The photo essay published last week in CNN.com has caused me a great deal of anxiety. I've debated whether to acknowledge it, or hope it just blows over, unnoticed.
I've finally arrived at the conclusion that, while I cannot endorse this article, its out there all the same. And I need to set the record straight on what I strongly feel are misrepresentations, in the images and especially the text, likely to confuse and misinform the viewer. After all, this is my story, and I need to have some say in how its presented to the world.
Textual errors of fact:
- The timeline is wrong. My gender journey began in 2004, not
2011. I reached out for my first medical and counseling care in 2007. By 2011, I
was ready to live full-time and proceeded to legally changed my name and come
out publicly.
- This essay misrepresents my
family, who have had their questions but nonetheless been very supportive, from
the start. Including my dad who despite being 80 years old gets my
female name
and pronouns right most of the time. Yes, the occasional "he" slips out but very rarely, and it does not bother me.
-
The health club
story is total fabrication. There was no "negotiation" at
sign-up. I informed them of my
gender status, and was assured I could use the female locker room, and
that they'd tolerate no discrimination or abuse from other patrons or the staff. Which has proven
entirely true.
- Riding public transit in Chicago has not been a daily hell. In 11 years of riding the CTA buses and trains I've
had one verbal altercation, and one significant, potentially dangerous
near-physical encounter. That's it. The suggestion of major problems on a regular basis is patently false.
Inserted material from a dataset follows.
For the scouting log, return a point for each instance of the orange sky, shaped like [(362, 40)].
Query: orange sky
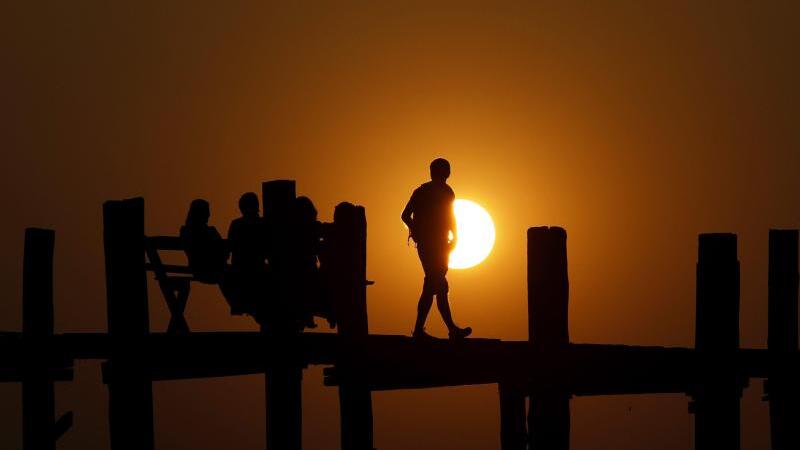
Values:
[(633, 126)]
Errors of Emphasis and Tone
- While the ten photos used by CNN at least include a glimmer of my active life, and are an improvement over
previous versions of the collection, they still give little idea
of my career, many friendships and activities outside the home, and therefore the breadth of my many interests and skills. Particularly my being a professional actor and theatre artist which is mentioned only parenthetically and not visualized at all.
-
The photographer describes me as having "no horns or tail". Well,
thanks for putting that image in everyone's head! This is supposedly
the kind of horrible creature he presumes people envision transgender women to be.
Well, whenever a writer (or politician) claims to speaks for "Mr. and
Mrs. Reader" they're uncovering only whats inside themselves, their own
prejudices and expectations. And in the process, leading the reader into
those very dark corners they claim to be diverting them from. This is
not just lousy journalism but cheap, exploitative writing.
- Transition is a lifelong process, not
a finish line as this article repeatedly implies. There is no
trophy awaiting, no magic bullet, nor prize at the bottom of the cereal
box. Gender transitioning exacts an ongoing price, not least of all in
critical self-awareness and
exacting self-care, and the rewards are uncertain. I'm one of the lucky
ones and very proud of what I've accomplished, so far, though this
article includes almost none of this.
- Contrary to
the sensationalized and judgmental text, no, I am not a Mrs. Bates,
mother of Norman, buying hundreds of clothes in an eery quest to "become another person". For the record, wardrobe is like all
matters of transgender presentation, including explorations in makeup,
hair, and how I move, how I speak. Namely, its part of an overall
effort to better match the person one feels inside with the person
everyone else sees, on the outside. The actual bizarre freak show, if there was one, was
my
donning regular male clothes for 49 years, marching to my male jobs, and
relating to partners and friends as a guy --- or in other
words, attempting to be "normal".
- And "racy
clothing"? First, who the hell even says racy any more? The SNL Church
Lady? Yes, some of my first clothes were dramatic, and sometimes very
experimental. We who transition later in life often explore many aspects of our new body and gender because we didn't get our chance to do this as teenagers.
That's it, really. So of course my eventual adoption of everyday garb,
jeans and sweaters and so forth, was not "coming back to who I was", as I
had never even been there in the first place. And maybe I'll end up wearing a different wardrobe next month. This is just a
reflection of personal growth. Not some kinky walk on the wild side.
- It makes for a pathetic, gruesome photograph, but for the record, years of expensive and painful electrolysis have removed nearly all of my beard.
Only a few light, sparse hairs along my jawline still hang in there and
are easily shaved away in about 20 seconds. Those 20 seconds are what
got photographed. I'm sure we all know cis women who work longer and
harder removing facial hairs than this.
Most of all, I
resent the overall sense of surprise that this article huffs and puffs and strains to whip up, in an effort to get the viewer Totally Amazed to Realize She's Just Like a Real Person! As with the horns and tails
bit, this attitude suggests that if one steps maybe a foot to the right and
squints, perhaps I'm not a real person, and indeed presumes most readers are probably standing in that bigoted, judgmental spot.
I've
not found this to be true. My life since coming-out has successfully
demonstrated to nearly all who meet me that I'm not a freak, but another flavor of humanity. I strongly feel that this truth has not been captured in the essay, and is the biggest reason I find it so disappointing. It takes public perceptions backward instead of moving them forward.
But ... its out there. And you must make of it what you will.